From wkt at tuhs.org Wed Sep 10 08:02:30 2003 From: wkt at tuhs.org (Warren Toomey) Date: Wed Sep 10 08:02:36 2003 Subject: [TUHS] Fwd: Helping in the battle against SCO Message-ID: <20030909220230.GA70691@minnie.tuhs.org> All, This e-mail below was prompted by an interview I gave about the SCO thing for an Australian paper: http://www.theage.com.au/articles/2003/09/09/1062902037394.html ----- Forwarded message from Ulrik Petersen < emdros@yahoo.dk> ----- Date: Tue, 9 Sep 2003 19:44:51 +0200 (CEST) From: Ulrik Petersen < emdros@yahoo.dk> Subject: Helping in the battle against SCO I saw a recent article in the Sydney Morning Herald in which a Dr. Warren Toomey (presumably you?) was quoted as saying that the TUHS has several members who have access to old copies of UNIX source code. Please ask these people to try out one of the three "shredders" which can compare sourcecode from Linux with other sourcecode, and, if possible, analyze and publish the results. One of these shredders is written by Eric S. Raymond. Here is a link to an article in which he calls for action by people with access to UNIX sourcecode: http://www.eweek.com/article2/0,4149,1257617,00.asp The program itself can be found here: http://www.catb.org/~esr/comparator/ Regards, Ulrik Petersen, Denmark ----- End forwarded message ----- Anyway, I think it's a good idea, so I'd like to hear from people who have access to recent AT&T code. My GPG and PGP keys are at http://minnie.tuhs.org/warren.html and on most keyservers if you so wish to use them. Thanks, Warren
From matt at aclaro.com Wed Sep 10 14:18:15 2003 From: matt at aclaro.com (Matthew Mastracci) Date: Thu Sep 11 09:08:47 2003 Subject: [TUHS] Fwd: Helping in the battle against SCO Message-ID: <3F5F8707.7070504@aclaro.com> What about comparing SVR1/2 to 2.4.x? SCO seems to be picking on the early 2.4.x codebase. This should also pick up the SGI code comments in the malloc() function that were recently publicized, though I'm not sure which version Linus removed the code from. Matt.

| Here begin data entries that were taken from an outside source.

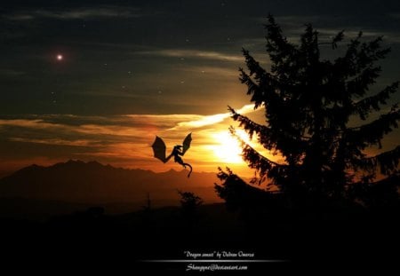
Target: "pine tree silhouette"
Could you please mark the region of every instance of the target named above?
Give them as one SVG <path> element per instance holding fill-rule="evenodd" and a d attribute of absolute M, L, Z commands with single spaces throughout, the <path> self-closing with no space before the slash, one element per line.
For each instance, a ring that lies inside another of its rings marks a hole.
<path fill-rule="evenodd" d="M 336 49 L 343 31 L 320 43 L 318 32 L 308 24 L 294 44 L 273 16 L 268 17 L 265 28 L 269 72 L 244 49 L 248 70 L 239 70 L 255 109 L 265 108 L 267 122 L 259 124 L 229 110 L 251 138 L 256 134 L 258 142 L 281 154 L 284 162 L 276 162 L 243 142 L 244 159 L 257 172 L 252 183 L 268 178 L 294 201 L 321 202 L 348 198 L 349 187 L 356 184 L 377 184 L 377 174 L 398 175 L 400 146 L 374 156 L 365 151 L 381 148 L 382 138 L 397 128 L 400 119 L 397 105 L 388 112 L 382 109 L 398 82 L 369 93 L 381 71 L 376 64 L 389 52 L 381 47 L 382 37 L 362 42 L 360 32 L 343 56 L 328 60 L 321 59 L 320 45 Z"/>

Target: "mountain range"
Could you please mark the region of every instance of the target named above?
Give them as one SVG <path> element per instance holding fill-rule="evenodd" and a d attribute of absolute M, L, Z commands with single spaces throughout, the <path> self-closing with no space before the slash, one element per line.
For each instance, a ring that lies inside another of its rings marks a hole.
<path fill-rule="evenodd" d="M 116 211 L 126 211 L 126 206 L 134 209 L 147 205 L 148 198 L 156 207 L 178 205 L 177 190 L 192 192 L 206 203 L 220 201 L 213 189 L 216 173 L 193 172 L 189 178 L 187 175 L 187 170 L 156 173 L 73 160 L 49 167 L 31 165 L 0 179 L 0 204 L 14 202 L 13 209 L 20 201 L 112 205 Z"/>

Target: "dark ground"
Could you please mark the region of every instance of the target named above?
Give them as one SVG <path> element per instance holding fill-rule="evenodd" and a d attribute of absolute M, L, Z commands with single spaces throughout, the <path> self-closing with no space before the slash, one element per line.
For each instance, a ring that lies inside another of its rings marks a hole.
<path fill-rule="evenodd" d="M 347 270 L 348 265 L 357 271 L 370 266 L 399 271 L 400 227 L 398 213 L 393 211 L 259 217 L 230 213 L 225 205 L 212 204 L 201 206 L 196 216 L 190 217 L 177 207 L 120 216 L 102 212 L 101 208 L 92 208 L 46 222 L 2 219 L 3 264 L 15 272 L 28 268 L 79 274 L 84 271 L 176 274 L 185 272 L 188 263 L 141 261 L 188 260 L 185 251 L 225 250 L 254 253 L 255 259 L 284 260 L 248 264 L 247 275 L 260 272 L 275 275 L 289 269 L 324 274 L 324 271 Z M 213 275 L 220 272 L 188 272 Z"/>

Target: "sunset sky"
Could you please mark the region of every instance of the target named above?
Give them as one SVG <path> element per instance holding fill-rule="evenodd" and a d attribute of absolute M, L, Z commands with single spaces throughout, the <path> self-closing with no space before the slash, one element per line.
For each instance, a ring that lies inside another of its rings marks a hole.
<path fill-rule="evenodd" d="M 0 176 L 68 159 L 181 170 L 153 158 L 150 146 L 157 135 L 171 151 L 189 132 L 184 161 L 195 171 L 228 166 L 249 175 L 227 106 L 262 119 L 237 69 L 242 47 L 268 68 L 268 12 L 293 42 L 308 22 L 322 40 L 341 29 L 347 42 L 360 30 L 366 39 L 384 35 L 392 52 L 375 89 L 400 79 L 398 1 L 7 1 L 0 8 Z M 323 52 L 333 57 L 329 46 Z"/>

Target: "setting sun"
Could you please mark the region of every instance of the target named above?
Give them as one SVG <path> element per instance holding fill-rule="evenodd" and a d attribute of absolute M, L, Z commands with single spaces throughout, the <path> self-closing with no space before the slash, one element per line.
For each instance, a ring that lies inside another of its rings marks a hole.
<path fill-rule="evenodd" d="M 245 133 L 244 134 L 245 135 Z M 246 141 L 244 135 L 240 135 L 240 137 Z M 219 161 L 225 163 L 244 163 L 242 159 L 242 146 L 240 142 L 228 130 L 213 134 L 212 138 L 215 141 L 219 141 L 219 144 L 212 146 L 213 154 Z"/>

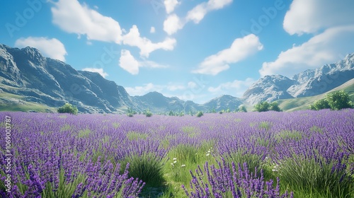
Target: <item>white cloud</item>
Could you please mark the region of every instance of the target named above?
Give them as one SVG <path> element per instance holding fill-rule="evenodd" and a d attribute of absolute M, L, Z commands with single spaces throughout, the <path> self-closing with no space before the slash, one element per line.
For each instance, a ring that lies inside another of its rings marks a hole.
<path fill-rule="evenodd" d="M 119 65 L 127 72 L 136 75 L 139 73 L 139 62 L 127 50 L 120 51 L 120 58 L 119 59 Z"/>
<path fill-rule="evenodd" d="M 137 25 L 132 25 L 129 33 L 121 29 L 119 23 L 113 18 L 103 16 L 97 11 L 90 8 L 85 4 L 80 4 L 77 0 L 59 0 L 54 3 L 52 8 L 52 22 L 62 30 L 78 35 L 79 39 L 86 35 L 88 40 L 99 40 L 137 47 L 140 55 L 148 57 L 149 54 L 159 49 L 172 50 L 176 40 L 166 38 L 163 42 L 153 43 L 146 37 L 140 37 Z M 152 27 L 151 33 L 155 28 Z"/>
<path fill-rule="evenodd" d="M 262 76 L 292 75 L 323 64 L 333 63 L 342 56 L 353 52 L 354 25 L 329 28 L 299 46 L 282 52 L 277 59 L 264 62 L 259 73 Z"/>
<path fill-rule="evenodd" d="M 64 62 L 65 55 L 67 54 L 64 44 L 56 38 L 28 37 L 21 37 L 15 42 L 17 47 L 30 46 L 39 50 L 45 57 Z"/>
<path fill-rule="evenodd" d="M 197 5 L 187 13 L 187 21 L 193 21 L 195 23 L 199 23 L 207 12 L 213 10 L 222 8 L 224 6 L 231 4 L 232 0 L 209 0 Z"/>
<path fill-rule="evenodd" d="M 122 30 L 116 21 L 80 4 L 76 0 L 59 0 L 52 8 L 52 22 L 63 30 L 86 35 L 88 40 L 120 43 Z"/>
<path fill-rule="evenodd" d="M 166 0 L 166 1 L 174 1 L 174 0 Z M 193 21 L 195 23 L 199 23 L 209 11 L 221 9 L 232 2 L 232 0 L 209 0 L 207 2 L 195 6 L 183 19 L 174 13 L 170 14 L 164 22 L 164 30 L 169 35 L 173 35 L 182 29 L 188 21 Z"/>
<path fill-rule="evenodd" d="M 352 0 L 294 0 L 284 18 L 290 35 L 316 33 L 329 28 L 354 23 Z"/>
<path fill-rule="evenodd" d="M 176 6 L 181 4 L 181 1 L 178 0 L 165 0 L 164 4 L 165 5 L 166 12 L 171 13 L 174 11 Z"/>
<path fill-rule="evenodd" d="M 236 63 L 263 49 L 263 45 L 253 34 L 236 38 L 229 48 L 204 59 L 193 73 L 216 75 L 229 68 L 229 64 Z"/>
<path fill-rule="evenodd" d="M 135 46 L 140 49 L 140 55 L 148 57 L 149 54 L 156 50 L 163 49 L 172 50 L 176 45 L 176 40 L 174 38 L 168 37 L 163 42 L 153 43 L 146 37 L 141 37 L 137 25 L 134 25 L 129 33 L 123 36 L 123 43 L 130 46 Z"/>
<path fill-rule="evenodd" d="M 139 74 L 139 67 L 147 68 L 166 68 L 168 66 L 154 62 L 153 61 L 142 59 L 142 61 L 137 60 L 127 50 L 122 50 L 119 59 L 120 66 L 129 73 L 136 75 Z"/>
<path fill-rule="evenodd" d="M 176 33 L 183 28 L 182 22 L 176 14 L 171 14 L 164 21 L 164 30 L 169 35 Z"/>
<path fill-rule="evenodd" d="M 155 33 L 155 27 L 152 26 L 150 28 L 150 33 Z"/>
<path fill-rule="evenodd" d="M 84 68 L 82 71 L 87 71 L 91 72 L 96 72 L 100 74 L 103 78 L 108 76 L 108 74 L 105 73 L 102 68 Z"/>
<path fill-rule="evenodd" d="M 190 88 L 194 88 L 197 87 L 197 83 L 193 81 L 189 81 L 188 83 L 188 87 Z"/>
<path fill-rule="evenodd" d="M 241 97 L 254 82 L 255 81 L 251 78 L 247 78 L 244 81 L 235 80 L 232 82 L 221 83 L 217 87 L 209 87 L 207 91 L 217 95 L 229 94 Z"/>

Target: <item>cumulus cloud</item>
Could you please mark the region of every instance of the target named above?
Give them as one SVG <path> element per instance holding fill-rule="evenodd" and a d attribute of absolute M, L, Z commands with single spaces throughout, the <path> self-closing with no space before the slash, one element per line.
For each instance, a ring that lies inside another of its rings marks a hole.
<path fill-rule="evenodd" d="M 353 6 L 351 0 L 294 0 L 285 14 L 283 27 L 290 35 L 302 35 L 353 24 Z"/>
<path fill-rule="evenodd" d="M 127 72 L 136 75 L 139 73 L 139 62 L 127 50 L 120 51 L 120 58 L 119 59 L 119 65 Z"/>
<path fill-rule="evenodd" d="M 262 76 L 282 74 L 288 77 L 308 69 L 315 69 L 324 64 L 342 58 L 353 52 L 354 25 L 329 28 L 299 46 L 282 52 L 277 59 L 264 62 L 259 70 Z"/>
<path fill-rule="evenodd" d="M 165 5 L 166 13 L 171 13 L 174 11 L 176 6 L 181 4 L 181 1 L 178 0 L 165 0 L 164 4 Z"/>
<path fill-rule="evenodd" d="M 120 52 L 120 58 L 119 59 L 119 65 L 124 70 L 129 73 L 136 75 L 139 74 L 140 67 L 147 68 L 166 68 L 166 65 L 160 64 L 156 62 L 142 59 L 141 61 L 137 60 L 130 51 L 122 50 Z"/>
<path fill-rule="evenodd" d="M 84 68 L 82 71 L 87 71 L 91 72 L 96 72 L 100 74 L 102 77 L 105 78 L 108 76 L 108 74 L 105 73 L 102 68 Z"/>
<path fill-rule="evenodd" d="M 176 14 L 171 14 L 164 21 L 164 30 L 169 35 L 183 28 L 184 23 Z"/>
<path fill-rule="evenodd" d="M 137 47 L 140 55 L 148 57 L 156 50 L 172 50 L 176 40 L 168 37 L 164 41 L 154 43 L 147 37 L 140 36 L 137 25 L 132 25 L 125 34 L 120 24 L 113 18 L 103 16 L 86 4 L 80 4 L 77 0 L 59 0 L 52 8 L 52 22 L 62 30 L 78 35 L 78 38 L 86 35 L 88 40 L 99 40 Z M 152 27 L 151 33 L 155 28 Z M 91 42 L 88 42 L 91 43 Z"/>
<path fill-rule="evenodd" d="M 253 34 L 236 38 L 229 48 L 204 59 L 193 73 L 216 75 L 229 68 L 229 64 L 236 63 L 263 49 L 263 45 Z"/>
<path fill-rule="evenodd" d="M 88 40 L 120 43 L 122 30 L 116 21 L 80 4 L 76 0 L 59 0 L 52 8 L 52 22 L 62 30 L 86 35 Z"/>
<path fill-rule="evenodd" d="M 232 0 L 209 0 L 197 5 L 187 13 L 187 21 L 193 21 L 195 23 L 199 23 L 207 12 L 213 10 L 222 8 L 224 6 L 231 4 Z"/>
<path fill-rule="evenodd" d="M 25 47 L 30 46 L 37 48 L 45 57 L 65 61 L 65 55 L 67 54 L 64 44 L 56 38 L 28 37 L 21 37 L 15 42 L 17 47 Z"/>
<path fill-rule="evenodd" d="M 139 30 L 135 25 L 130 28 L 127 34 L 124 35 L 123 40 L 125 45 L 139 47 L 140 55 L 145 57 L 148 57 L 152 52 L 159 49 L 172 50 L 176 42 L 176 39 L 168 37 L 163 42 L 153 43 L 150 40 L 140 37 Z"/>
<path fill-rule="evenodd" d="M 353 52 L 354 13 L 350 0 L 294 0 L 285 14 L 284 29 L 290 35 L 314 35 L 300 45 L 281 52 L 278 58 L 264 62 L 262 76 L 288 77 L 308 69 L 335 62 Z"/>
<path fill-rule="evenodd" d="M 241 97 L 254 82 L 254 79 L 251 78 L 247 78 L 244 81 L 234 80 L 232 82 L 221 83 L 217 87 L 210 86 L 207 91 L 214 95 L 229 94 Z"/>
<path fill-rule="evenodd" d="M 182 19 L 176 14 L 169 15 L 164 22 L 164 30 L 170 35 L 173 35 L 178 30 L 182 29 L 188 22 L 193 21 L 195 23 L 199 23 L 208 12 L 221 9 L 232 2 L 232 0 L 209 0 L 207 2 L 203 2 L 195 6 Z"/>
<path fill-rule="evenodd" d="M 155 33 L 155 27 L 151 27 L 150 33 Z"/>

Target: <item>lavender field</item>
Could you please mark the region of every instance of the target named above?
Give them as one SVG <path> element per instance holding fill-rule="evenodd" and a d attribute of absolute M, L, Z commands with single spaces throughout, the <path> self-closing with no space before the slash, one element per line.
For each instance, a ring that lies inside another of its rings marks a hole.
<path fill-rule="evenodd" d="M 0 112 L 1 197 L 354 197 L 354 110 Z"/>

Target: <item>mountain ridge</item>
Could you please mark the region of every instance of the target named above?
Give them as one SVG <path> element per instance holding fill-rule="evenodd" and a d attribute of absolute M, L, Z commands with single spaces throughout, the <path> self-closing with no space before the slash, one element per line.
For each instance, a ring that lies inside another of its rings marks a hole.
<path fill-rule="evenodd" d="M 292 79 L 282 75 L 266 76 L 251 85 L 241 98 L 223 95 L 198 104 L 158 92 L 130 96 L 124 87 L 98 73 L 76 71 L 63 62 L 44 57 L 35 48 L 18 49 L 0 44 L 0 93 L 20 95 L 24 101 L 52 107 L 68 102 L 78 107 L 79 112 L 87 113 L 122 113 L 127 107 L 139 112 L 149 109 L 154 113 L 234 110 L 244 104 L 323 93 L 353 78 L 353 63 L 354 53 L 337 63 L 297 74 Z"/>

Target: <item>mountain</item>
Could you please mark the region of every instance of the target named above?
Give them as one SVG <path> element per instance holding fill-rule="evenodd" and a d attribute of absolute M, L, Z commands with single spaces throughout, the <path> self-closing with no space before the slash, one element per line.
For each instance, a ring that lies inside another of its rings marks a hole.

From wkt at tuhs.org Thu Sep 11 09:17:40 2003 From: wkt at tuhs.org (Warren Toomey) Date: Thu Sep 11 09:17:55 2003 Subject: [TUHS] Fwd: Helping in the battle against SCO In-Reply-To: <3F5F8707.7070504@aclaro.com> References: <3F5F8707.7070504@aclaro.com> Message-ID: <20030910231740.GA82319@minnie.tuhs.org> On Wed, Sep 10, 2003 at 02:18:15PM -0600, Matthew Mastracci wrote: > What about comparing SVR1/2 to 2.4.x? SCO seems to be picking on the > early 2.4.x codebase. This should also pick up the SGI code comments in > the malloc() function that were recently publicized, though I'm not sure > which version Linus removed the code from. > Matt. Yes we can do this. But I'm suspecting that SCO has found lots of BSD code in both Linux and their codebase. SysVR2 didn't have any networking, so we probably won't get much similarity. Anyway, we can try! Warren
From norman at nose.cs.utoronto.ca Wed Sep 10 19:59:07 2003 From: norman at nose.cs.utoronto.ca (Norman Wilson) Date: Thu Sep 11 10:03:14 2003 Subject: [TUHS] Fwd: Helping in the battle against SCO Message-ID: <20030911000259.F34D91E83@minnie.tuhs.org> I don't see how any diffing we do will make any difference `in the battle against SCO.' If we find cases in which Linux has incorporated System V licensed code, that will certainly be meaningful; but if, as seems likely, we don't, SCO can just say their tools are better than hours. And besides, it is SCO who have brought the complaint, so both legally and ethically it's up to SCO to prove the case, not up to others to disprove it, no matter what fearsome roars SCO emit. Comparisons done by others are certainly interesting, and I don't want to discourage anyone from doing them; just don't expect it to make any difference to the lawyers. (Not that I'm one, of course.) Norman Wilson Toronto ON
From luvisi at andru.sonoma.edu Wed Sep 10 17:41:49 2003 From: luvisi at andru.sonoma.edu (Andru Luvisi) Date: Thu Sep 11 10:28:57 2003 Subject: [TUHS] Fwd: Helping in the battle against SCO In-Reply-To: <20030911000259.F34D91E83@minnie.tuhs.org> Message-ID: < Pine.LNX.4.44.0309101738100.2092-100000@gladen> On Wed, 10 Sep 2003, Norman Wilson wrote: > I don't see how any diffing we do will make any difference > `in the battle against SCO.' [snip] Some ways that I can see it being a good thing to do: If SCO holds up a piece of common code and the good guys have no response, that is bad. If SCO holds up a piece of common code and the good guys already know that it actually came from BSD, and are prepared to demonstrate such, that is good. If SCO holds up a piece of common code and the good guys already know that it was contributed to Linux by SCO/Caldera themselves, and are prepared to demonstrate such, that is good. If there is infringing code, it should be taken out of Linux as quickly as possible. Andru -- Andru Luvisi Quote Of The Moment: Heisenberg may have been here.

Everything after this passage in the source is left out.